What is a rare diseases reference centre?
Under the 1st and 2nd National Plans on Rare Diseases, about 100 reference centres in France were given certification status Under the 1st and 2nd National Plans on Rare Diseases, about 100 reference centres in France were given certification status.
These reference centres with their multidisciplinary teams aim to facilitate diagnosis, define and disseminate a management strategy and protocols, coordinate research and assist in epidemiological monitoring, assist with training drives and information campaigns, organise and coordinate health and medico-social networks, make recommendations for a national network of experts and act as designated representatives of supervisory authorities and patients associations, etc.
6 coordinating reference centres for “development disorders and deformity syndromes” and 20 constituent reference centres were given certification to attend to the needs of patients.

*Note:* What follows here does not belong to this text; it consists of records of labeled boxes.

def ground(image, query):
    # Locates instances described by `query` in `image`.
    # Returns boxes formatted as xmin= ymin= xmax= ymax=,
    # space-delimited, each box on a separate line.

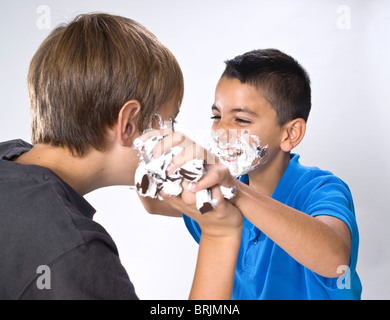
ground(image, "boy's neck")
xmin=14 ymin=144 xmax=111 ymax=196
xmin=248 ymin=151 xmax=290 ymax=196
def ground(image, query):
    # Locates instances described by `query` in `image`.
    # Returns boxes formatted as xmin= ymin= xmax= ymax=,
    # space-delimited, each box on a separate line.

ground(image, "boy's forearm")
xmin=138 ymin=195 xmax=182 ymax=217
xmin=189 ymin=229 xmax=242 ymax=300
xmin=234 ymin=181 xmax=350 ymax=277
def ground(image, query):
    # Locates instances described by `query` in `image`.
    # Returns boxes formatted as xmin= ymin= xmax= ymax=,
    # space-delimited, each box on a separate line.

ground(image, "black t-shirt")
xmin=0 ymin=140 xmax=137 ymax=300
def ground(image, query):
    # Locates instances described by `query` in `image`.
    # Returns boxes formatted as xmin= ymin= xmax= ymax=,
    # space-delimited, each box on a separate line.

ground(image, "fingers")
xmin=188 ymin=164 xmax=235 ymax=192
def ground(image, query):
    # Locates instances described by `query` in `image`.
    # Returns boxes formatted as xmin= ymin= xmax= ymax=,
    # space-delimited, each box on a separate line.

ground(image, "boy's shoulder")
xmin=272 ymin=154 xmax=352 ymax=209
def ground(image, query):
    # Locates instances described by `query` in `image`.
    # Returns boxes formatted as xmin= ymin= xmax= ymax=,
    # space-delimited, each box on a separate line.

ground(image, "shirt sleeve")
xmin=302 ymin=175 xmax=359 ymax=270
xmin=21 ymin=240 xmax=138 ymax=300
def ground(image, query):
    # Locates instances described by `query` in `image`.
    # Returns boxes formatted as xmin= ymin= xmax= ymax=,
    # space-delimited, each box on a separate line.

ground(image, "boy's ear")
xmin=117 ymin=100 xmax=141 ymax=147
xmin=280 ymin=118 xmax=306 ymax=152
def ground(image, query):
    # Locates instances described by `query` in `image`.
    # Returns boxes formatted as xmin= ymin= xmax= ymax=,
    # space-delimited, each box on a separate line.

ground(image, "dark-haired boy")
xmin=149 ymin=49 xmax=362 ymax=299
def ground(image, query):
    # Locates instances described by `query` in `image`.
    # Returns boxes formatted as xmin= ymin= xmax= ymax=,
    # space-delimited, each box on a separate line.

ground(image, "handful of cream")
xmin=134 ymin=136 xmax=235 ymax=214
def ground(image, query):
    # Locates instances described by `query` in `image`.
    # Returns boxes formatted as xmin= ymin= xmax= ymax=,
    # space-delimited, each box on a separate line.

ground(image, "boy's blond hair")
xmin=28 ymin=13 xmax=184 ymax=156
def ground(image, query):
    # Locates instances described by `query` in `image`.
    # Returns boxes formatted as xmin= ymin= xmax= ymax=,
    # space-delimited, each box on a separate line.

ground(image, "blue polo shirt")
xmin=183 ymin=154 xmax=362 ymax=300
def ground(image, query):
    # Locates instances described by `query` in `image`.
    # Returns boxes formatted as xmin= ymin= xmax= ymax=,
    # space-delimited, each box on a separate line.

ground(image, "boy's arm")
xmin=163 ymin=181 xmax=243 ymax=300
xmin=138 ymin=194 xmax=182 ymax=217
xmin=190 ymin=166 xmax=351 ymax=277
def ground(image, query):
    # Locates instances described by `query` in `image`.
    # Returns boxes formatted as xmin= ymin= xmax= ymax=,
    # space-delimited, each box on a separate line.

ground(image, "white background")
xmin=0 ymin=0 xmax=390 ymax=299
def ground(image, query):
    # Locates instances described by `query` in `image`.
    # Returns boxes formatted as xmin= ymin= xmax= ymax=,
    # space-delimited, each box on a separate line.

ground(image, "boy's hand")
xmin=139 ymin=129 xmax=219 ymax=170
xmin=162 ymin=179 xmax=243 ymax=238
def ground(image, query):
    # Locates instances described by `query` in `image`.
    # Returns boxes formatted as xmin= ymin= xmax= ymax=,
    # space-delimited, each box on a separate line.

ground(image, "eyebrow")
xmin=211 ymin=105 xmax=257 ymax=116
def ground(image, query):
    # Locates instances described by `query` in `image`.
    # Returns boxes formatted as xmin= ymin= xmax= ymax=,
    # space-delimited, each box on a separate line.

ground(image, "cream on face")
xmin=209 ymin=129 xmax=268 ymax=177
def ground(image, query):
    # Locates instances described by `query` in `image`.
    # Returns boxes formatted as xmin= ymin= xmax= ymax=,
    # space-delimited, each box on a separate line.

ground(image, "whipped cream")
xmin=134 ymin=136 xmax=235 ymax=214
xmin=209 ymin=129 xmax=268 ymax=177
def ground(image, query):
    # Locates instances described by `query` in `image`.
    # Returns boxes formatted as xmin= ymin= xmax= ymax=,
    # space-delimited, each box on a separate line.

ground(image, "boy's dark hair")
xmin=222 ymin=49 xmax=311 ymax=125
xmin=28 ymin=13 xmax=184 ymax=156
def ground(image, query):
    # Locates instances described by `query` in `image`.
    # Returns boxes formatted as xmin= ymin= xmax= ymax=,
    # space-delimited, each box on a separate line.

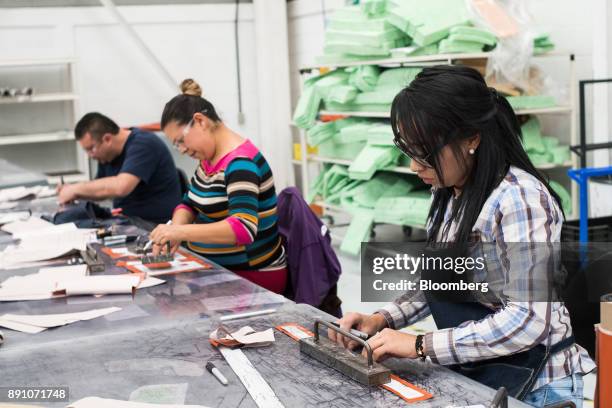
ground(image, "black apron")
xmin=421 ymin=244 xmax=574 ymax=400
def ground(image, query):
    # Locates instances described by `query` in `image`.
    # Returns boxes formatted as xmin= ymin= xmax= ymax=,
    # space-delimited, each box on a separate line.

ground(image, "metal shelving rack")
xmin=292 ymin=52 xmax=579 ymax=230
xmin=0 ymin=58 xmax=90 ymax=183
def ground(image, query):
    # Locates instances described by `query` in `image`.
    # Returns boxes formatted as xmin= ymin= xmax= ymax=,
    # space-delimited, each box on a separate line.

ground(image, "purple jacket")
xmin=277 ymin=187 xmax=341 ymax=307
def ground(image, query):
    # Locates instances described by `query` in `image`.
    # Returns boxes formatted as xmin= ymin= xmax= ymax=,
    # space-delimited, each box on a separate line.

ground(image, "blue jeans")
xmin=523 ymin=374 xmax=584 ymax=408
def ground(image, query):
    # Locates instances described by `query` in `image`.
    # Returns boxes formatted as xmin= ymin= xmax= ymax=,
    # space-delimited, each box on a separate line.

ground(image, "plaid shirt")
xmin=378 ymin=167 xmax=595 ymax=389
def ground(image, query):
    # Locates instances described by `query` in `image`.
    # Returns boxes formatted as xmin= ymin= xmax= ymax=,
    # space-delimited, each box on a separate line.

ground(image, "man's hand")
xmin=149 ymin=224 xmax=185 ymax=255
xmin=327 ymin=312 xmax=387 ymax=350
xmin=57 ymin=184 xmax=79 ymax=204
xmin=361 ymin=329 xmax=417 ymax=361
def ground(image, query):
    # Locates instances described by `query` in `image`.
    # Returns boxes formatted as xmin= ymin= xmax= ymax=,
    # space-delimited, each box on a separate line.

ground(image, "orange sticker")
xmin=381 ymin=374 xmax=433 ymax=402
xmin=275 ymin=323 xmax=314 ymax=341
xmin=117 ymin=251 xmax=212 ymax=275
xmin=100 ymin=247 xmax=138 ymax=259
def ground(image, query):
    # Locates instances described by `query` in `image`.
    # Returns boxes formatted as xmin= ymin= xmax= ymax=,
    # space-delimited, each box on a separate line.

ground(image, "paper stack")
xmin=0 ymin=307 xmax=121 ymax=334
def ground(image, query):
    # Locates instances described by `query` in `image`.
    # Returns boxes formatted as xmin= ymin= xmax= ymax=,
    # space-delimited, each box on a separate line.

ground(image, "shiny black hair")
xmin=391 ymin=65 xmax=561 ymax=242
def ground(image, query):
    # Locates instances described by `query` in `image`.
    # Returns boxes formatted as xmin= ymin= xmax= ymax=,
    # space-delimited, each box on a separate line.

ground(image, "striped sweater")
xmin=177 ymin=140 xmax=286 ymax=271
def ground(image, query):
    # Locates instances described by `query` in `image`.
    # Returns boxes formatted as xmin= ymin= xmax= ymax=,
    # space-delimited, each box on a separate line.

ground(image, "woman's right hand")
xmin=327 ymin=312 xmax=387 ymax=350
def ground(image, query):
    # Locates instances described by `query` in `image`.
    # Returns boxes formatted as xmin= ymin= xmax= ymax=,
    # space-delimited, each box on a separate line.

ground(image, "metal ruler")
xmin=219 ymin=346 xmax=284 ymax=408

A centre of expertise belonging to the European reference network (ERN) ITHACA (Intellectual disability TeleHealth And Congenital Anomalies)
ERNs are the predictive component of a European-wide health policy. They represent a pool of known expertise. This networking produces combined expertise that benefits patients by making the sick person the focus of the system.
The European network ITHACA is one of 24 ERNs dedicated to rare diseases, with a focus on developmental disorders and intellectual disability. It has been in existence since March 2017 and is coordinated by Prof. Alain Verloes in Paris. It encompasses 13 countries, 36 reference centres and 23 patients associations under European management.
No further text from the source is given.